Immunohistochemistry of human immunodeficiency virus in the central nervous system and an hypothesis concerning the pathogenesis of AIDS meningoencephalomyelitis.

Early events of HIV infection of the CNS are not yet clear. HIV infection in most recent cases, generally shows a prolonged interval between diagnosis and death. HIV infection, months to years before the patient's death, may or may not result in early neurologic symptoms. AIDS patients with spinal cord symptoms often show a sudden onset of long tract signs and a temporally related altered mental status indicating the appearance of both myelitis and encephalitis. Immunohistochemical localization of the HIV cell-surface receptor protein, CD4, and of HIV antigens in cerebral and lymph node venular endothelial cells suggests that a natural occurrence or induction of CD4 protein in some endothelial cells allows transmission of HIV from circulating infected white blood cells preferentially to certain tissues through endothelial cell infection. HIV immunolocalization is present in perivascular astrocytes, particularly in long white matter tracts, and on the surface of oligodendrocytes. HIV immunoreactivity is mostly in macrophages and multinucleated cells in a typical autopsy case, but this may be due to the clearing of HIV antigen from early sites of infection by the hematogenous cells. Not all immunoreactivity for HIV antigens is necessarily due to HIV gene products. Cross reacting epitopes, such as that of HIV envelope glycoprotein gp120 and neuroleukin, may be "seen" not only by antibodies on tissue sections, but by an AIDS patient's immune system, thus targeting a CNS antigen for immune-complex formation.

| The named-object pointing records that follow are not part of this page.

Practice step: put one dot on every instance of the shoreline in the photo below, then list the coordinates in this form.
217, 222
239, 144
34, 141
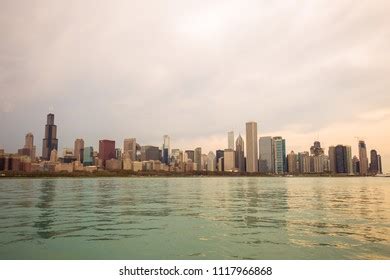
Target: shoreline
129, 174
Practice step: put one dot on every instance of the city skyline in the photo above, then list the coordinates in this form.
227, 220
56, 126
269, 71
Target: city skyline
267, 155
305, 71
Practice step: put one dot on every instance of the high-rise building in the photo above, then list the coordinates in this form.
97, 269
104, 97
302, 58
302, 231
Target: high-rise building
229, 160
292, 160
231, 140
332, 159
316, 149
280, 155
348, 155
190, 155
218, 155
166, 149
150, 153
78, 149
130, 149
374, 166
380, 171
240, 157
211, 162
355, 166
198, 158
106, 150
88, 158
266, 155
363, 158
29, 144
252, 159
341, 159
304, 162
50, 142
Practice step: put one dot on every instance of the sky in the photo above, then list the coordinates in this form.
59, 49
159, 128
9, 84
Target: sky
305, 70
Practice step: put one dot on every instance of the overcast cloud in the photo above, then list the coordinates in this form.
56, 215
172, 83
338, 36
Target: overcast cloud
195, 70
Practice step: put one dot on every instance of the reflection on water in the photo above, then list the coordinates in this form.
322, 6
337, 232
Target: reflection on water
200, 218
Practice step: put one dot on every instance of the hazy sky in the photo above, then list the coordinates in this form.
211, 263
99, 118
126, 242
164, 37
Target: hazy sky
305, 70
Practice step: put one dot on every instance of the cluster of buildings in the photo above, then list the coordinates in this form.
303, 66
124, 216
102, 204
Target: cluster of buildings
265, 155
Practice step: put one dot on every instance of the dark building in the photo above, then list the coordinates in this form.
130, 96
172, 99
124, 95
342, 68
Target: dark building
341, 159
165, 157
374, 165
316, 149
150, 153
50, 142
190, 154
106, 150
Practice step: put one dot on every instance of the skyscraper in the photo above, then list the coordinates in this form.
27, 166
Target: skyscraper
280, 155
150, 153
363, 158
88, 159
130, 149
229, 160
166, 149
231, 140
374, 166
29, 144
240, 157
106, 150
332, 159
78, 149
292, 163
50, 142
198, 158
252, 160
341, 159
266, 155
211, 162
380, 171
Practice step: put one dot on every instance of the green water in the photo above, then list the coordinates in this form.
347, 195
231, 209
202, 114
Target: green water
195, 218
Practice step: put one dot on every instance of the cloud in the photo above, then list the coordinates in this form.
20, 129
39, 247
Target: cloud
192, 69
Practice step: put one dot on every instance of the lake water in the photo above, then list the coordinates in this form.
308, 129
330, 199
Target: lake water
195, 218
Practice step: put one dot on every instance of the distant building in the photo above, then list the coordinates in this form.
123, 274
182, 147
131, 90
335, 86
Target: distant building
29, 144
150, 153
166, 149
190, 155
211, 162
380, 171
106, 151
130, 149
78, 149
374, 165
88, 156
252, 159
304, 162
240, 157
267, 155
280, 155
332, 159
363, 158
231, 140
50, 142
316, 149
218, 155
229, 160
355, 166
292, 160
341, 159
198, 158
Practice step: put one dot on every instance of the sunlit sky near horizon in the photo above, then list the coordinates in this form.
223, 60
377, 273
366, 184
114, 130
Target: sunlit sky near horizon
194, 70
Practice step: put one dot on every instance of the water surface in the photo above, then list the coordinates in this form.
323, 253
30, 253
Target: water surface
195, 218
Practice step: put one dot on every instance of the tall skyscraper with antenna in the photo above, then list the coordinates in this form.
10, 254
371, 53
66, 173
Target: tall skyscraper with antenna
50, 142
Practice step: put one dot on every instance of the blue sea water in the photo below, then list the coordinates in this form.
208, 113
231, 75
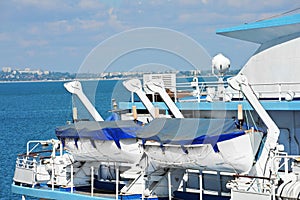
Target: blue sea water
32, 110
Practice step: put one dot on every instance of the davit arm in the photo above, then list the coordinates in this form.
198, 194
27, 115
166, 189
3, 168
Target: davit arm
240, 83
74, 87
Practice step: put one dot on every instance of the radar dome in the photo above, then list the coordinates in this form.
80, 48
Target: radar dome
220, 63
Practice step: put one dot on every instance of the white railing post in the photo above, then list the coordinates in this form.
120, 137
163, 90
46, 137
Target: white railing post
72, 179
200, 185
117, 181
169, 185
92, 181
52, 175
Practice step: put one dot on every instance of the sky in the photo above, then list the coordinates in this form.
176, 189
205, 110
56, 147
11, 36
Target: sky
58, 35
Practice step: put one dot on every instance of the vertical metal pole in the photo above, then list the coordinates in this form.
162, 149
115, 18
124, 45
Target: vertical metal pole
92, 181
200, 186
286, 166
132, 97
117, 181
279, 91
143, 184
52, 176
72, 179
169, 185
61, 148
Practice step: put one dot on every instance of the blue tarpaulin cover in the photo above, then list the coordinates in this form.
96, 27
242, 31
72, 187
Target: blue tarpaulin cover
163, 130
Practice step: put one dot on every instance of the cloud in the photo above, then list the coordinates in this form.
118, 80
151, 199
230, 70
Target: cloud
4, 37
31, 43
89, 24
90, 4
60, 27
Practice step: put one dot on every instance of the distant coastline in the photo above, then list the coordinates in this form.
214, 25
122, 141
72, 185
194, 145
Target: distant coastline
8, 75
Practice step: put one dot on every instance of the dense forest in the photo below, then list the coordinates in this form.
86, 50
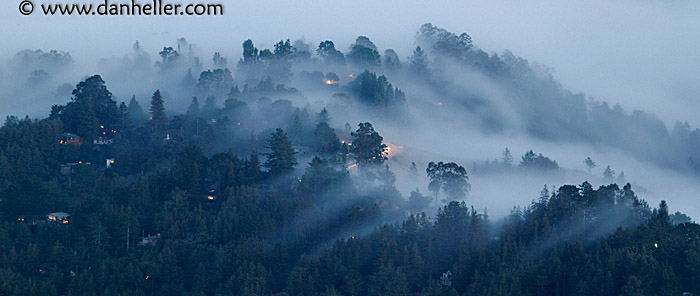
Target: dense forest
255, 187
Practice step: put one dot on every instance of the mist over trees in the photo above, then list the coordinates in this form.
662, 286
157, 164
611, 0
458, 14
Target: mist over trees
276, 174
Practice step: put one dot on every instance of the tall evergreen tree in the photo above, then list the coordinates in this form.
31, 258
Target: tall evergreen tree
367, 146
157, 110
282, 158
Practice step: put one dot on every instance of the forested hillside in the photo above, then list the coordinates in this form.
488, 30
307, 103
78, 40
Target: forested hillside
262, 183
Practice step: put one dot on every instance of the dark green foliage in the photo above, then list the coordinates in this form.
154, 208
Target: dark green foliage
450, 178
281, 159
367, 146
90, 108
363, 53
326, 50
216, 81
157, 110
538, 162
375, 90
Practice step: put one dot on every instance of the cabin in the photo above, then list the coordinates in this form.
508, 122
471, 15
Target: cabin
67, 169
446, 279
301, 150
71, 140
149, 241
211, 195
58, 217
102, 141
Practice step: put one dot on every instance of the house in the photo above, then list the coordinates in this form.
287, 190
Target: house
58, 217
149, 241
71, 168
71, 139
301, 150
67, 169
211, 195
102, 141
446, 279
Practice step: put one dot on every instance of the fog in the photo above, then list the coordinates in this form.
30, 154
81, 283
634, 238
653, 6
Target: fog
644, 55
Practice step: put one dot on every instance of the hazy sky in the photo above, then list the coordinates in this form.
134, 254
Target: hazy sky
644, 54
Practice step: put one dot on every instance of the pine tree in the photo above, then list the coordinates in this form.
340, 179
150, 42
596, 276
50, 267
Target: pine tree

Evidence for hypersensitivity disease in the CNS in AIDS includes the frequent findings of demyelination, perivenous chronic inflammation, chronic vasculitis, and perivenous hemorrhages. The white matter demyelination so frequently reported in all areas of the CNS in AIDS could be the result of a combination of factors that include direct HIV vasculitis, opportunistic infections, and hypersensitivity responses. The blood-brain barrier is breached when immune-related antigens interact on CNS vascular endothelial cells. Perhaps the CD4 antigen, which responds to interaction with antigen-presenting cells and enhances cellular immune activity, is induced or increased in the CNS in association with immune activity and in the presence of a leaky blood-brain barrier. Therefore, with or without HIV in the CNS, hypersensitivity disease, including demyelination, may be the result of long-standing activity of the immune system in AIDS patients.